- Northland Township, Minnesota Location within the state of Minnesota Northland Township, Minnesota Northland Township, Minnesota (the United States)
- Coordinates: 48°3′51″N 96°57′36″W﻿ / ﻿48.06417°N 96.96000°W
- Country: United States
- State: Minnesota
- County: Polk

Area
- • Total: 36.1 sq mi (93.6 km^{2})
- • Land: 36.1 sq mi (93.6 km^{2})
- • Water: 0 sq mi (0.0 km^{2})
- Elevation: 827 ft (252 m)

Population (2000)
- • Total: 196
- • Density: 5.4/sq mi (2.1/km^{2})
- Time zone: UTC-6 (Central (CST))
- • Summer (DST): UTC-5 (CDT)
- FIPS code: 27-47032
- GNIS feature ID: 0665159

= Northland Township, Polk County, Minnesota =

Northland Township is a township in Polk County, Minnesota, United States. It is part of the Grand Forks-ND-MN Metropolitan Statistical Area. According to the 2000 census the population was 196.

The name Northland alludes to Norway, the homeland of a large share of the early settlers.

==Geography==
According to the United States Census Bureau, the township has a total area of 36.2 square miles (93.6 km^{2}), all land.

==Demographics==
As of the census of 2000, there were 196 people, 69 households, and 58 families residing in the township. The population density was 5.4 people per square mile (2.1/km^{2}). There were 76 housing units at an average density of 2.1/sq mi (0.8/km^{2}). The racial makeup of the township was 99.49% White, and 0.51% from two or more races. Hispanic or Latino of any race were 0.51% of the population.

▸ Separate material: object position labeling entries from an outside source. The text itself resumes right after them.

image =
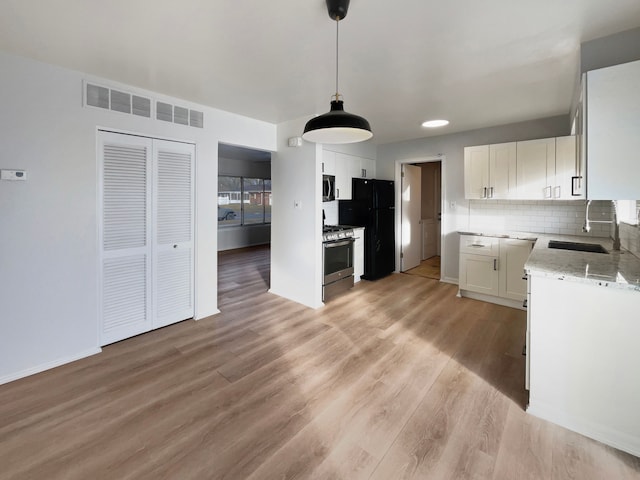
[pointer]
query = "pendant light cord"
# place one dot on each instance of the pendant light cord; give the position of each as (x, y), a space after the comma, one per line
(337, 36)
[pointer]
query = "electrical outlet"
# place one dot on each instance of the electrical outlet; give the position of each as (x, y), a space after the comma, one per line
(13, 175)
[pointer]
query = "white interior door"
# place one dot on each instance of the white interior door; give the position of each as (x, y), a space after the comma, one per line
(147, 234)
(125, 235)
(430, 212)
(173, 232)
(411, 212)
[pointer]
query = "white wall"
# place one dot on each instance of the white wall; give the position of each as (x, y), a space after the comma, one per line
(296, 233)
(48, 234)
(456, 212)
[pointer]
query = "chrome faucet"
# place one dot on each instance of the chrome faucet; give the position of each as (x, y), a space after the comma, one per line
(616, 225)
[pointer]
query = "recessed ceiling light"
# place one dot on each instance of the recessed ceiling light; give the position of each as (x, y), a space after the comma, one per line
(435, 123)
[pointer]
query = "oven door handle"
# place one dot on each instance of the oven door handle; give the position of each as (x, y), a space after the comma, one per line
(337, 243)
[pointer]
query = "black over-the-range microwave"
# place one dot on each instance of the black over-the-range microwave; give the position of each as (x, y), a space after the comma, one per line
(328, 188)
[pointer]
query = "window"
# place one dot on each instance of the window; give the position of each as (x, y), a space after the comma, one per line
(243, 201)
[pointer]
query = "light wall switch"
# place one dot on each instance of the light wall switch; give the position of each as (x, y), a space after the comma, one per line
(13, 175)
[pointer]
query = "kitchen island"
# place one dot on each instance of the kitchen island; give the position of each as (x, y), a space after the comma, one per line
(583, 328)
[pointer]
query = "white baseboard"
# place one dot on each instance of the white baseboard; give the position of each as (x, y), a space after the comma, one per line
(49, 365)
(506, 302)
(208, 314)
(602, 433)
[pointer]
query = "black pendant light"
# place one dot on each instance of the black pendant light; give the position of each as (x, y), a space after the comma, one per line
(337, 126)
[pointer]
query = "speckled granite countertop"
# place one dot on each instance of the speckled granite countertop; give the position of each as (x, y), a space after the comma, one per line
(615, 269)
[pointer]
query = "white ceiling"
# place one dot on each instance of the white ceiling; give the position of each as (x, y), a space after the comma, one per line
(475, 62)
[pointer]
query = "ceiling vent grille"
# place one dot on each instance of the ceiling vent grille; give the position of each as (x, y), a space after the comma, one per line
(118, 101)
(180, 115)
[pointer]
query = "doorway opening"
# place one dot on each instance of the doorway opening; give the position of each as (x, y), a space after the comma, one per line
(420, 216)
(244, 222)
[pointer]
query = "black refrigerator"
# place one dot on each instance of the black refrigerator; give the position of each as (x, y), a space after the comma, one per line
(372, 207)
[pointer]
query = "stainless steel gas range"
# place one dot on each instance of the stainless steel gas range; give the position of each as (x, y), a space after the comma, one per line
(337, 254)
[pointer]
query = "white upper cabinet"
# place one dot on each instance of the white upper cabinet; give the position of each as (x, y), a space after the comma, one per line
(367, 168)
(536, 169)
(502, 170)
(343, 176)
(613, 132)
(476, 171)
(345, 167)
(490, 171)
(328, 162)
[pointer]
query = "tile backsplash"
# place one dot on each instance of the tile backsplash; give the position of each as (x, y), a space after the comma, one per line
(559, 217)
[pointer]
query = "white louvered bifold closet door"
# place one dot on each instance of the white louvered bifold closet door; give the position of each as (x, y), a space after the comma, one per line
(173, 232)
(125, 235)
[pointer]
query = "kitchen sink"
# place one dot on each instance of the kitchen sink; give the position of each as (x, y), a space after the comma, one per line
(577, 246)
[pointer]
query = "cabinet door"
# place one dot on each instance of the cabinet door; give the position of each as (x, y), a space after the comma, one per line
(513, 255)
(125, 236)
(368, 168)
(343, 177)
(476, 171)
(173, 268)
(358, 254)
(536, 163)
(479, 273)
(328, 162)
(566, 168)
(502, 170)
(355, 167)
(613, 142)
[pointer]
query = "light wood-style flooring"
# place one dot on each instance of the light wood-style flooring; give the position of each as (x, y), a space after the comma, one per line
(429, 268)
(396, 379)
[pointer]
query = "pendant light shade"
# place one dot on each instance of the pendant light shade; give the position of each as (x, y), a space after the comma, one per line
(337, 126)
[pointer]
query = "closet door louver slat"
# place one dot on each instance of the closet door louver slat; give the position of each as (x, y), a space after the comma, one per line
(125, 240)
(174, 232)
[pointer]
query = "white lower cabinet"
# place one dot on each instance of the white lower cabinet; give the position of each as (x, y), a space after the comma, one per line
(358, 254)
(494, 267)
(479, 273)
(583, 355)
(513, 256)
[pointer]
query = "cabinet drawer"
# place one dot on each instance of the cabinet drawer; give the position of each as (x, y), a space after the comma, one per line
(480, 245)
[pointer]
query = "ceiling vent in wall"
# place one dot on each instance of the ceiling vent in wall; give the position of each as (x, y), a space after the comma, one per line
(118, 101)
(180, 115)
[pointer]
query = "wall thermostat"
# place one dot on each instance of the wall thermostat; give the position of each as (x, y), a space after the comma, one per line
(13, 175)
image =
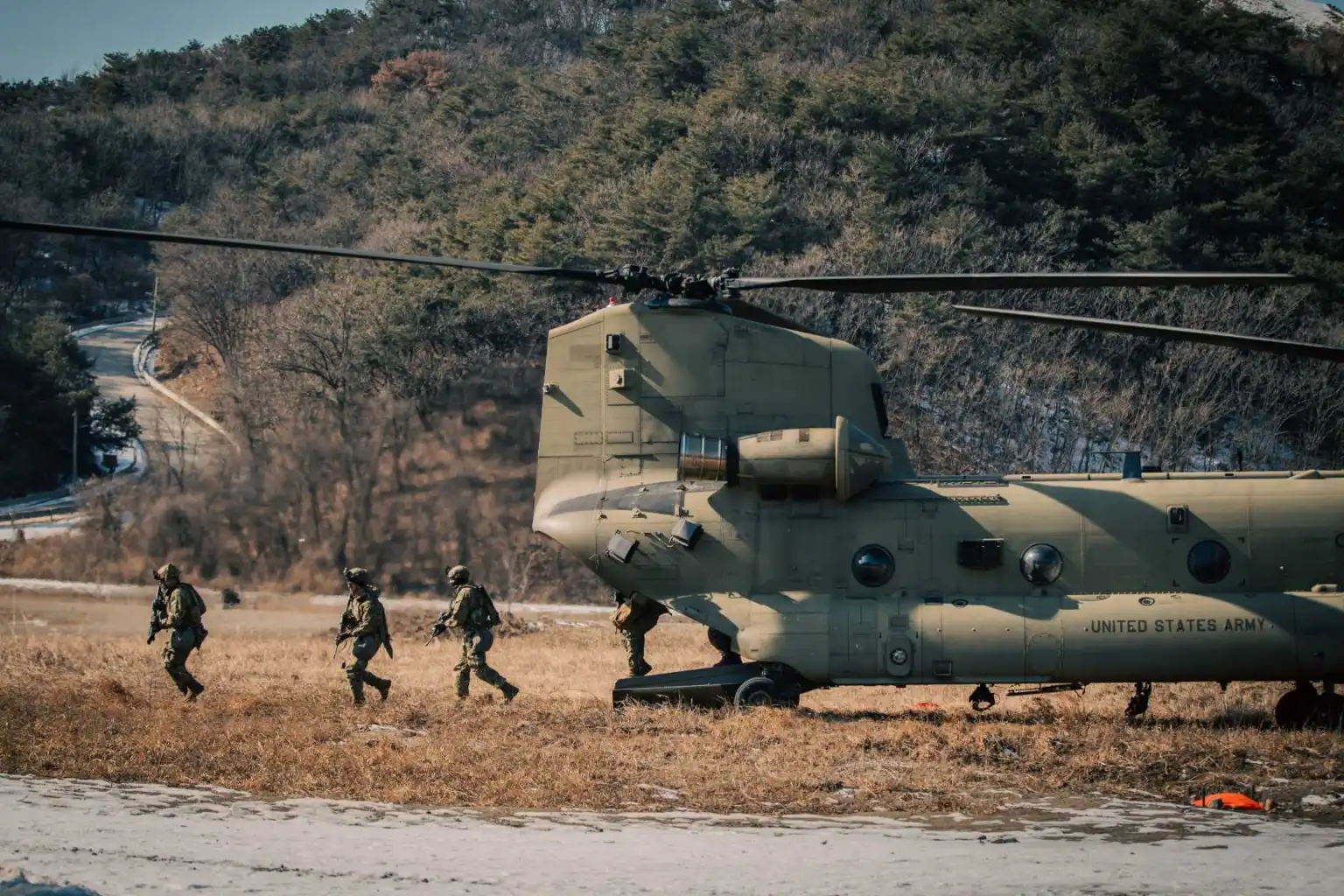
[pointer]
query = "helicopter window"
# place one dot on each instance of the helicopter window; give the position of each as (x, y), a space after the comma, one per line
(880, 404)
(874, 566)
(1042, 564)
(1208, 562)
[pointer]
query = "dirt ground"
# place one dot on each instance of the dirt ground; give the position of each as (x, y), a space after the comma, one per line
(82, 696)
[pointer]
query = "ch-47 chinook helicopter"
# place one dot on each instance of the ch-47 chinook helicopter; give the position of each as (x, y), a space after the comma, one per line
(734, 466)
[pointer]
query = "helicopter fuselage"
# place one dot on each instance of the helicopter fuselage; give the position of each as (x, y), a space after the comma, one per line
(666, 465)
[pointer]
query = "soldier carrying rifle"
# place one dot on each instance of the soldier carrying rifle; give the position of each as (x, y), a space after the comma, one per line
(473, 614)
(365, 621)
(178, 607)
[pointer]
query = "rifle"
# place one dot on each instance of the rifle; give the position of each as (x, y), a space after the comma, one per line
(440, 627)
(158, 610)
(340, 639)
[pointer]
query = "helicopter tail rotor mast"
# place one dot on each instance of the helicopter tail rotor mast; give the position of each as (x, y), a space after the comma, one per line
(727, 286)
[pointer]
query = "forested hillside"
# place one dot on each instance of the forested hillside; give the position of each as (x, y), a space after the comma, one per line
(802, 137)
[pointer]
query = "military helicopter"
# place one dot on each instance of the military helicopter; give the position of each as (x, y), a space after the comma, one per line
(737, 468)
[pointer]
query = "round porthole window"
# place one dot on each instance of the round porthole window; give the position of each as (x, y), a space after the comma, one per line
(1042, 564)
(874, 566)
(1208, 562)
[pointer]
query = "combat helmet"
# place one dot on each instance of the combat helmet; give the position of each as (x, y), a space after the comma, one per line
(359, 575)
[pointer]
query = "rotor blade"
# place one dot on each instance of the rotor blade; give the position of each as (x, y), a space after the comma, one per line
(1233, 340)
(749, 312)
(976, 283)
(110, 233)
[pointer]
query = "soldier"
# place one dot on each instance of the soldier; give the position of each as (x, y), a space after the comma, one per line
(366, 621)
(473, 614)
(634, 617)
(178, 607)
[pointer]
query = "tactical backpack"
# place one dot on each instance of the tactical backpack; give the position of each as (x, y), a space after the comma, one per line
(480, 609)
(639, 614)
(198, 609)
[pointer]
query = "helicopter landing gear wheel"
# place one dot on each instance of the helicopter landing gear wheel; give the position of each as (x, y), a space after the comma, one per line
(1138, 703)
(762, 692)
(1298, 707)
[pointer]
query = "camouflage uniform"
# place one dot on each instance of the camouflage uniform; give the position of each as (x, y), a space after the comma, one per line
(634, 618)
(183, 609)
(365, 621)
(473, 614)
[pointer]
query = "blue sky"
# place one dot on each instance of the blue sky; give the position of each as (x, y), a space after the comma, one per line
(50, 38)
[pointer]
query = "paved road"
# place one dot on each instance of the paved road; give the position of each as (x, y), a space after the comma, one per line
(172, 438)
(124, 838)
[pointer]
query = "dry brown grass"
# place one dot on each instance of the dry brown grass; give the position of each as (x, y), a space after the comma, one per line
(276, 720)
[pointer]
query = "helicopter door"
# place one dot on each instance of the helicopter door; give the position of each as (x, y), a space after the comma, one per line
(855, 650)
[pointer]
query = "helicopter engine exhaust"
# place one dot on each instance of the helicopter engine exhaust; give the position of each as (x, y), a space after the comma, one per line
(842, 457)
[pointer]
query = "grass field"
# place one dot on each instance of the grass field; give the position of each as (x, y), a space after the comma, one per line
(80, 695)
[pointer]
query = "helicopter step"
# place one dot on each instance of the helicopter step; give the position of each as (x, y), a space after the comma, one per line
(747, 684)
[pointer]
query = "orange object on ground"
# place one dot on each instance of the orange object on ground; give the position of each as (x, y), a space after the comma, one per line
(1228, 801)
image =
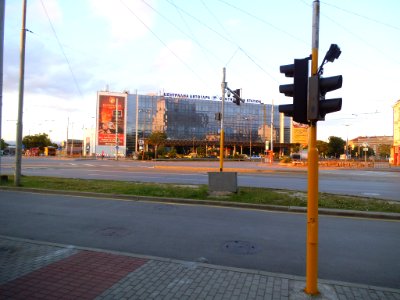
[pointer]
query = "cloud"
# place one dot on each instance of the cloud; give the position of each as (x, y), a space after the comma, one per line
(177, 52)
(120, 18)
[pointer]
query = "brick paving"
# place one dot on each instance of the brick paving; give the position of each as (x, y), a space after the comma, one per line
(36, 270)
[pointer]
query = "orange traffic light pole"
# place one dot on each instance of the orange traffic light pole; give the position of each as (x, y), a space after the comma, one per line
(312, 204)
(222, 134)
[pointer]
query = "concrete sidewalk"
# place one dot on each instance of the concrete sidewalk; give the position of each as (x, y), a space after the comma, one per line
(39, 270)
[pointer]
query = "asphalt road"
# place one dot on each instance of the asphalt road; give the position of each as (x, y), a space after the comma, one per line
(353, 250)
(376, 183)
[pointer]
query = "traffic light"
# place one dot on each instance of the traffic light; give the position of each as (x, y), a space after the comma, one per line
(318, 106)
(236, 96)
(297, 90)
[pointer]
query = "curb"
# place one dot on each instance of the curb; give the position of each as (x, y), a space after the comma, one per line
(292, 209)
(206, 265)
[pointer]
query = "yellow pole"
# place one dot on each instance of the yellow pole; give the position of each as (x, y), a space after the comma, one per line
(312, 204)
(221, 151)
(221, 145)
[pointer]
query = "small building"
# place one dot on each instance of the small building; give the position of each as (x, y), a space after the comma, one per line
(373, 142)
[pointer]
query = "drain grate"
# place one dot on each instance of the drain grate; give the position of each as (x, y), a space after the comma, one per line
(239, 247)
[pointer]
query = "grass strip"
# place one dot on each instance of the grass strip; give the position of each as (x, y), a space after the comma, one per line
(200, 192)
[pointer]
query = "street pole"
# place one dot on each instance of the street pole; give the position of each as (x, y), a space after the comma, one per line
(18, 154)
(221, 145)
(312, 204)
(272, 130)
(2, 10)
(137, 124)
(116, 128)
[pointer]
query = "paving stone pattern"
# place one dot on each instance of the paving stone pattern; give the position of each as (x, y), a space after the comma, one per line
(35, 270)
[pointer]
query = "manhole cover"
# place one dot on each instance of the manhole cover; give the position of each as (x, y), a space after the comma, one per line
(7, 250)
(165, 207)
(239, 247)
(114, 231)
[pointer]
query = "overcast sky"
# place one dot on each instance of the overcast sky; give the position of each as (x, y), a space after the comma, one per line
(75, 48)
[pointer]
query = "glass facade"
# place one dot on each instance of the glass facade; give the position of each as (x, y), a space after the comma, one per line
(187, 121)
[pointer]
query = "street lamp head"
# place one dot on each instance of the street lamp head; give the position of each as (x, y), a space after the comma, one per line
(333, 53)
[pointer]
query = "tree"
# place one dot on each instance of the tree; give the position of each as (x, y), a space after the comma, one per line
(40, 140)
(335, 146)
(157, 138)
(3, 144)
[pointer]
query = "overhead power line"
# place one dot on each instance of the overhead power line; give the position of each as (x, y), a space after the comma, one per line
(62, 49)
(160, 40)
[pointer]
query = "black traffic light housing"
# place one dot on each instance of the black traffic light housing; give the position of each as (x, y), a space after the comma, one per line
(236, 96)
(297, 90)
(318, 106)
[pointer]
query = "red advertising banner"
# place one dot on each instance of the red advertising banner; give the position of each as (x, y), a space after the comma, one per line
(111, 118)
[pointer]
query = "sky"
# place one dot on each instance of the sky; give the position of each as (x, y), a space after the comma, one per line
(75, 48)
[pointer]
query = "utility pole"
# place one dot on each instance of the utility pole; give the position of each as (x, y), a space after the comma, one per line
(272, 130)
(2, 10)
(18, 154)
(136, 124)
(312, 203)
(116, 128)
(221, 145)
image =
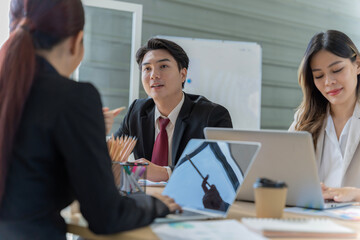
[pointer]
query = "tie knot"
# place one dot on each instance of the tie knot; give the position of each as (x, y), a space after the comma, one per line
(163, 122)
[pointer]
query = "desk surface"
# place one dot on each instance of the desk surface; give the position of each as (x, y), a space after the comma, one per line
(237, 211)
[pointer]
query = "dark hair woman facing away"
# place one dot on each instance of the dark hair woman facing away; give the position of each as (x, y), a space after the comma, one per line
(52, 132)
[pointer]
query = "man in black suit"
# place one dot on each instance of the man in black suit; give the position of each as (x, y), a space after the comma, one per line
(163, 66)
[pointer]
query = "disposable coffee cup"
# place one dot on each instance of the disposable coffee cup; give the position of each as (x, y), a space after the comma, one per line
(270, 198)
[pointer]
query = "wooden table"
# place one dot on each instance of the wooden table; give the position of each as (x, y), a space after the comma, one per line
(237, 211)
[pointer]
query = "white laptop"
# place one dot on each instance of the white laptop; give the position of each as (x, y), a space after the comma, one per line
(284, 156)
(207, 178)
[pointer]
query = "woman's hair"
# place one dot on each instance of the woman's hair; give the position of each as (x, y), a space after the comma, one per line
(312, 110)
(34, 24)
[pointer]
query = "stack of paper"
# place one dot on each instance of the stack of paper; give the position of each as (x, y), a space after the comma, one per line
(311, 227)
(209, 230)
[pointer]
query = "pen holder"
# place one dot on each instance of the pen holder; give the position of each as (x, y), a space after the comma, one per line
(127, 175)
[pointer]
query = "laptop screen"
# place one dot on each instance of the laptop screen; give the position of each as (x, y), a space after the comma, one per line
(209, 174)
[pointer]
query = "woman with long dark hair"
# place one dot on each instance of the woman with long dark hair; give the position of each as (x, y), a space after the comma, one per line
(329, 76)
(52, 132)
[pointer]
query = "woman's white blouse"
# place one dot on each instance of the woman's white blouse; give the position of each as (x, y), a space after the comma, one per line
(332, 160)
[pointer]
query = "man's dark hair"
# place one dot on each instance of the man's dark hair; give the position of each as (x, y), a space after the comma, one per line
(174, 49)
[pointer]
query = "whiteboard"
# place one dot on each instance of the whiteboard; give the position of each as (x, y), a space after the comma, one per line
(227, 73)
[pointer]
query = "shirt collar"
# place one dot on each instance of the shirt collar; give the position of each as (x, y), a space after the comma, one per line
(173, 114)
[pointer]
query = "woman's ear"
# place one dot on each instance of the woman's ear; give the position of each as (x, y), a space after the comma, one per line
(77, 43)
(357, 61)
(183, 73)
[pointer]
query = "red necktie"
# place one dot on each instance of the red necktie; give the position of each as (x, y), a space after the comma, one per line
(161, 151)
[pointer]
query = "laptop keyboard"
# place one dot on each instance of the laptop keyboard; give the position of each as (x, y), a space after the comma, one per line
(189, 213)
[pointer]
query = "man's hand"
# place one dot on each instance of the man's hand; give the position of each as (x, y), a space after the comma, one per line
(344, 194)
(155, 172)
(109, 117)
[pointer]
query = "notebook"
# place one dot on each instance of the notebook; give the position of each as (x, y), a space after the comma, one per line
(207, 178)
(285, 156)
(303, 228)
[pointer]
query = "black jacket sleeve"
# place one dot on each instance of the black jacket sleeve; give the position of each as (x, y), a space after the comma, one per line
(80, 138)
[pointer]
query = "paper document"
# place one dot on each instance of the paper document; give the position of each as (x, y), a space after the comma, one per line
(201, 230)
(345, 213)
(149, 183)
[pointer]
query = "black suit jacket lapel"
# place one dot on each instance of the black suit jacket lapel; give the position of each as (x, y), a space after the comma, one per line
(180, 126)
(148, 131)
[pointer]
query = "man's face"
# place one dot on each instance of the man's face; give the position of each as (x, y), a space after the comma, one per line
(161, 77)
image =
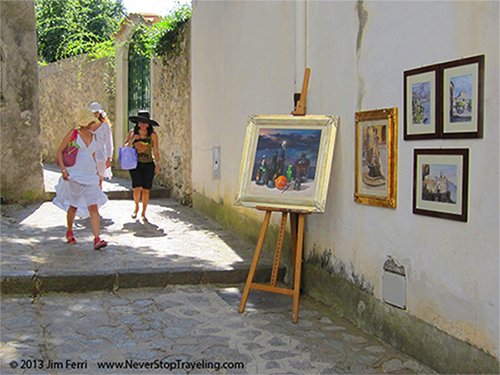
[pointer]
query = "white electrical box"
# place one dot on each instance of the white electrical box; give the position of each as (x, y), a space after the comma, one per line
(394, 289)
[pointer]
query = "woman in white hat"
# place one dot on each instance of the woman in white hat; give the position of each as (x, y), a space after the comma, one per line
(104, 136)
(77, 191)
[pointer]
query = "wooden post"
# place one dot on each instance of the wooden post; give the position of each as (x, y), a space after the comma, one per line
(300, 109)
(297, 219)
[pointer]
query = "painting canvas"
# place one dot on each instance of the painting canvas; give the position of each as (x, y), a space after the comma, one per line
(463, 97)
(421, 103)
(440, 183)
(376, 156)
(286, 162)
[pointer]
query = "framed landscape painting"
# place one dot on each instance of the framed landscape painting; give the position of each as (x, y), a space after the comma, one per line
(421, 103)
(440, 183)
(376, 157)
(286, 162)
(463, 98)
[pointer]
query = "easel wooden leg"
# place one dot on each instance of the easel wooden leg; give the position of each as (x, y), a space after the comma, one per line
(279, 248)
(298, 268)
(297, 230)
(293, 231)
(255, 260)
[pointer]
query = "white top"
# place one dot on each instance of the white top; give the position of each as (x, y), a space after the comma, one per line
(105, 142)
(84, 171)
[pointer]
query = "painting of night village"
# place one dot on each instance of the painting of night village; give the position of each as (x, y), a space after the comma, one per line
(439, 183)
(421, 103)
(285, 161)
(461, 98)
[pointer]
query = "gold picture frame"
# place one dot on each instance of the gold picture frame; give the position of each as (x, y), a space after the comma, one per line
(287, 161)
(376, 157)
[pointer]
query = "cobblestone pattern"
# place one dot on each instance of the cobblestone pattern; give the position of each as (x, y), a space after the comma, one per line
(188, 324)
(175, 238)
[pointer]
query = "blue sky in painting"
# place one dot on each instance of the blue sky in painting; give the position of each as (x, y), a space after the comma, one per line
(298, 142)
(448, 170)
(462, 83)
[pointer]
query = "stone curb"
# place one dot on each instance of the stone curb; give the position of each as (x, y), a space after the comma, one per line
(122, 194)
(32, 283)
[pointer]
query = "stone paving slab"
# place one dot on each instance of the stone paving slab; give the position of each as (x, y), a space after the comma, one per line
(178, 326)
(176, 245)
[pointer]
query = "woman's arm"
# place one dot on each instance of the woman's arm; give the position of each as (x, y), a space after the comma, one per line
(62, 146)
(108, 141)
(156, 152)
(130, 138)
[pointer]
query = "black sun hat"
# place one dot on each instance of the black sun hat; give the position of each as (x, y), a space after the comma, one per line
(143, 116)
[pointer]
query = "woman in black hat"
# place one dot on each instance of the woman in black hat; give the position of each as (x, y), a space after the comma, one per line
(144, 139)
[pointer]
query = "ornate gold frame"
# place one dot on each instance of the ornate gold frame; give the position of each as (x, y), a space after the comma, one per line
(375, 180)
(313, 200)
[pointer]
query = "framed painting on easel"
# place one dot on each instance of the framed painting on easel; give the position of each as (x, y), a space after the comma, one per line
(287, 161)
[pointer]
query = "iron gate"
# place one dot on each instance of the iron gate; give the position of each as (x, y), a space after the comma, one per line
(139, 86)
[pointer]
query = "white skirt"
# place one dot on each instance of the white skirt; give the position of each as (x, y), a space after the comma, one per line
(71, 193)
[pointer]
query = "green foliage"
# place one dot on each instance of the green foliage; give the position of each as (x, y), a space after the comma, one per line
(68, 28)
(160, 38)
(71, 27)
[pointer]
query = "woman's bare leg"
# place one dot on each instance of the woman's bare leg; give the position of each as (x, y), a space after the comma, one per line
(137, 199)
(70, 217)
(95, 220)
(145, 201)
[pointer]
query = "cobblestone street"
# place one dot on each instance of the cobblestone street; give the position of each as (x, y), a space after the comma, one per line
(163, 297)
(181, 325)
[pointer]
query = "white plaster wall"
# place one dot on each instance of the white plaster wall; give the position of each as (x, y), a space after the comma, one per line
(243, 63)
(243, 58)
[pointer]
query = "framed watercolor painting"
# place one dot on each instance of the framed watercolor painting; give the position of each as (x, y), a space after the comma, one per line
(421, 103)
(462, 90)
(287, 161)
(376, 157)
(440, 183)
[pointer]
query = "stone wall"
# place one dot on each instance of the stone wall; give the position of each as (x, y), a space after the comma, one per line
(21, 172)
(66, 86)
(171, 107)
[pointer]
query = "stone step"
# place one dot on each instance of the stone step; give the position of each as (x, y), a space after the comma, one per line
(38, 283)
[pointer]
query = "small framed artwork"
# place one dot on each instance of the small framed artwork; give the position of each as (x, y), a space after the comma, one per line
(287, 161)
(440, 183)
(462, 91)
(376, 157)
(421, 103)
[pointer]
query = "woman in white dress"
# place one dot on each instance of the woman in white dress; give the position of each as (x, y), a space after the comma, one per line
(104, 136)
(78, 191)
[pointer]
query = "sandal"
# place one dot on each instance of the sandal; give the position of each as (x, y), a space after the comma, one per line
(70, 237)
(98, 243)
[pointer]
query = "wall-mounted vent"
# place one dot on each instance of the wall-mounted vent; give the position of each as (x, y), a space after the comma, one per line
(394, 284)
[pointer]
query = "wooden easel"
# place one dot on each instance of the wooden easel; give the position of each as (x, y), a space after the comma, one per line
(297, 219)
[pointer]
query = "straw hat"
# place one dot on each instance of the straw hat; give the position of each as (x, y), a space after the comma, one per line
(84, 117)
(143, 116)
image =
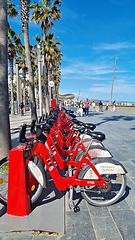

There were 69 households, out of which 37.7% had children under the age of 18 living with them, 71.0% were married couples living together, 10.1% had a female householder with no husband present, and 15.9% were non-families. 15.9% of all households were made up of individuals, and 11.6% had someone living alone who was 65 years of age or older. The average household size was 2.84 and the average family size was 3.19.

In the township the population was spread out, with 27.0% under the age of 18, 8.7% from 18 to 24, 22.4% from 25 to 44, 21.9% from 45 to 64, and 19.9% who were 65 years of age or older. The median age was 40 years. For every 100 females, there were 106.3 males. For every 100 females age 18 and over, there were 110.3 males.

The median income for a household in the township was $38,333, and the median income for a family was $42,500. Males had a median income of $36,500 versus $21,563 for females. The per capita income for the township was $18,614. About 11.1% of families and 10.8% of the population were below the poverty line, including 12.5% of those under the age of eighteen and none of those 65 or over.